We use git LFS for handling large files
If you are familiar with git and GitLab or Github, most of this will be known. However, note that we deal with dataset repositories that carry large files, and we use git LFS to handle these. If you are unfamiliar with git LFS we recommend you still read through the following guide.
To handle data repositories with large files or LFS files(1) the git extension LFS is needed. With the extension the files get correctly tracked and when preferred, the repositories can be cloned without downloading the large files.
- LFS stands for large file storage. You can see a
LFS
label behind the large.nii
files.
Install git lfs
Open the command line interface, and enter the following command:
git lfs install --skip-smudge
Using the --skip-smudge
flag ensures that LFS files are not cloned by default. It is recommended to install Git LFS this way, regardless of whether LFS files are needed, as it prevents from accidentally pulling LFS files.
Smudge filter assumption
All our guides assume the --skip-smudge
flag has been used!
Access token
To successfully clone a dataset repository, an access token is required.
This token is generated within your GitLab profile. To do this, navigate to "Your avatar > Edit profile > Access tokens > Add new token". Create a new token with scope "write_repository" (to be able to edit the dataset locally) or "read_repository" (to only download the data).
Do not share your token
Do not share your access token with others in any form as this token grants access to your dataset. Use a password manager to store your token as it not available later in the interface. In case you think your token is compromised, immediately revoke it.
This token is later needed as password in the command line.

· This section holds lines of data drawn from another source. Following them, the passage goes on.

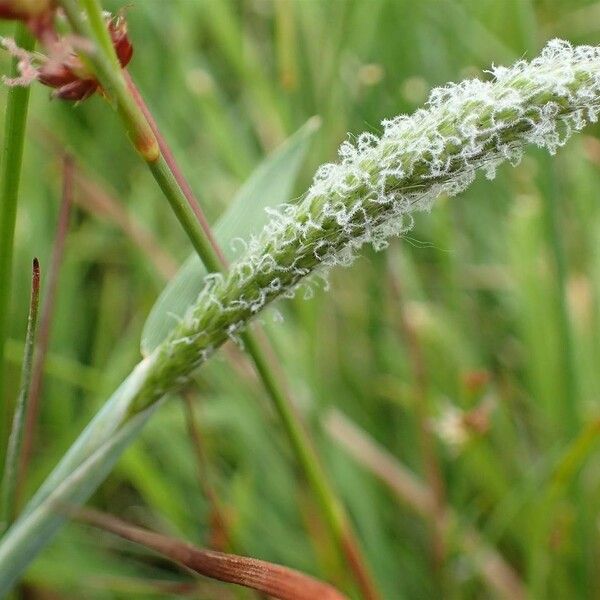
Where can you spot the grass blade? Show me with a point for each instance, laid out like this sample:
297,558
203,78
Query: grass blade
41,522
270,185
275,580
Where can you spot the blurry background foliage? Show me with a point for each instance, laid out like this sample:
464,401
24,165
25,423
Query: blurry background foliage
483,321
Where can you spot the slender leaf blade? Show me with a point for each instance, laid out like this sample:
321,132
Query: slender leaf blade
270,185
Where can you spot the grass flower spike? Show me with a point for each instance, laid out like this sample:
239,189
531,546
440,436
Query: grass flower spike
371,193
368,196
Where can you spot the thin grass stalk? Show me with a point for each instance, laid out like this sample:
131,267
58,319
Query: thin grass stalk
169,177
47,317
367,197
10,477
10,175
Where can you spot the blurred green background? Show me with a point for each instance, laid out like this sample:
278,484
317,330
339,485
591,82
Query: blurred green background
481,326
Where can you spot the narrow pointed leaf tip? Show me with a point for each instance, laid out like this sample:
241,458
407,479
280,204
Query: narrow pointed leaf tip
269,578
271,184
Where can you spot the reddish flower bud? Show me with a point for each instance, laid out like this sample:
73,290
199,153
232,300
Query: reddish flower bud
78,90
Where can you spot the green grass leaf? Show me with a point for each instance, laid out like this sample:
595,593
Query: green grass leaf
270,185
41,522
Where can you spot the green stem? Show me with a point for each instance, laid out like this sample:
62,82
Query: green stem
114,82
10,477
10,176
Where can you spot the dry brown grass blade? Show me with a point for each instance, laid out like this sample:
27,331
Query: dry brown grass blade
410,489
275,580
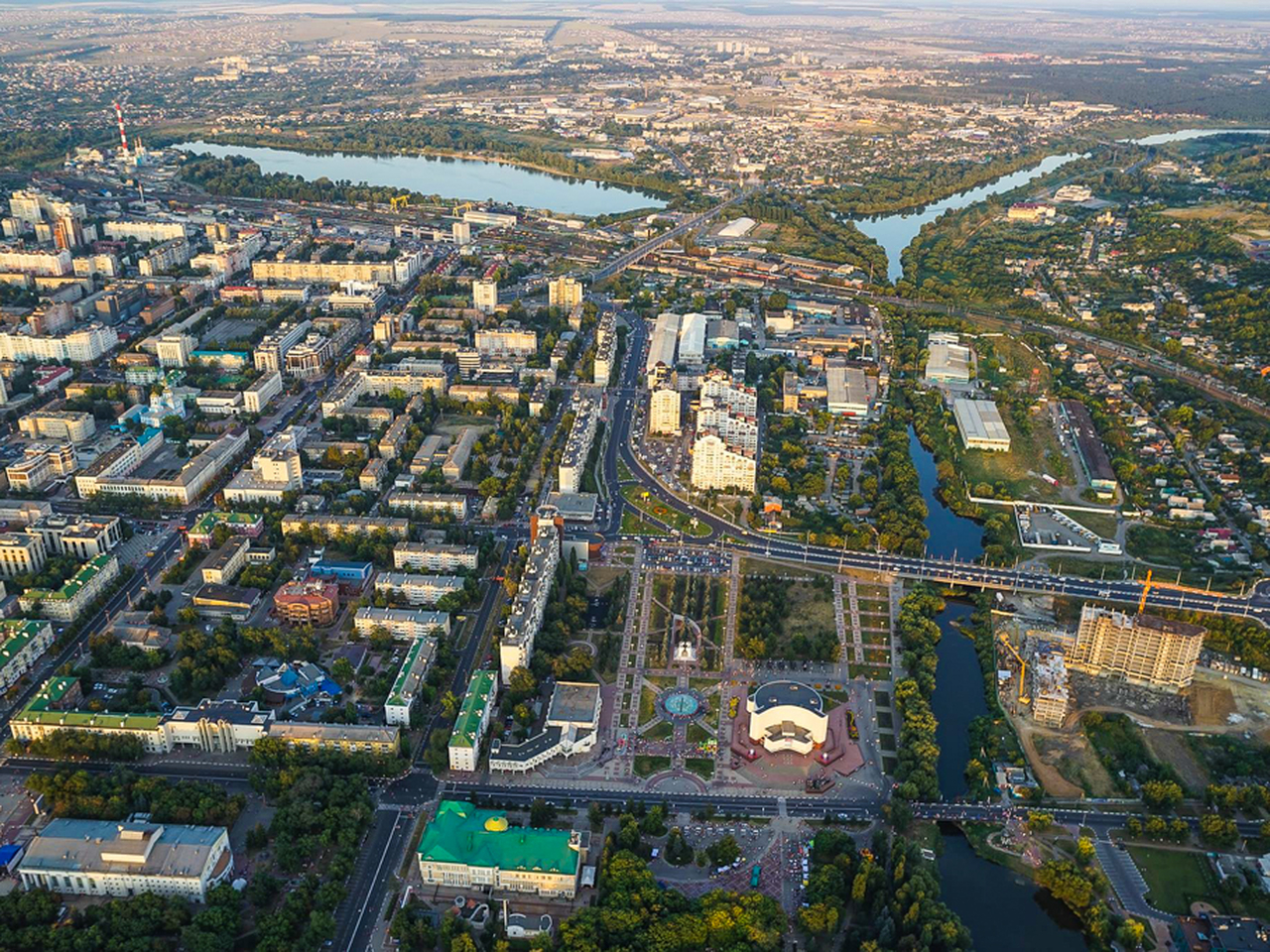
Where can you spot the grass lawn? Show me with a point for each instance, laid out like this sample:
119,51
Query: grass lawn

Cloning a repository without LFS files
You can clone a repository without the content of the lfs files, meaning they will appear as representative pointer files in your cloned repository. These pointer files can be moved, renamed, or deleted, and any operation performed on them will also affect the corresponding LFS files. However, the actual content of the LFS files remains inaccessible.

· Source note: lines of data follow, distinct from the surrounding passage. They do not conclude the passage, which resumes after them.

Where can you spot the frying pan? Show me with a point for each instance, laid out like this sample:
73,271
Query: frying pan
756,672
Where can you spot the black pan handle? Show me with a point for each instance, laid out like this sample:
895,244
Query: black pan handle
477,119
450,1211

Open the command line interface, navigate to the directory where the repository should be stored, and enter the following command:
git clone <yourrepositorylink>
Getting the lfs files
If the contents of the LFS files are required (for example, for analysis), they can be pulled. It is possible to pull all lfs files in your data, or just a subset.
Cloning the entire repository with all LFS files
Disclaimer
Be aware that depending on the size of your dataset, this process may require significant resources, including network bandwidth, storage capacity, and time.
Open the command line interface, navigate to the directory where the repository should be stored, and enter the following command:
GIT_LFS_SKIP_SMUDGE=0 git clone <yourrepositorylink>
By setting GIT_LFS_SKIP_SMUDGE
to false, the LFS files don't get smudged into representive pointer files anymore.
Pulling specific LFS files
It is also possible to clone specific LFS files by using filenames or filename patterns.
Open the command line interface, navigate to the directory where the repository should be stored or already is stored, and enter the following command with relativ path to the files:
git lfs pull --include="file1, file2"
This is a resource saving option if only a small fraction of files is needed.
You can also use a file pattern, for example, to download all runs of the stroop task within the first session of subject 01:
git lfs pull --include="sub-01/ses-01/func/sub-01_ses-01_task-stroop*"
Warning
If you do not use --include
, all lfs files from the repository get pulled!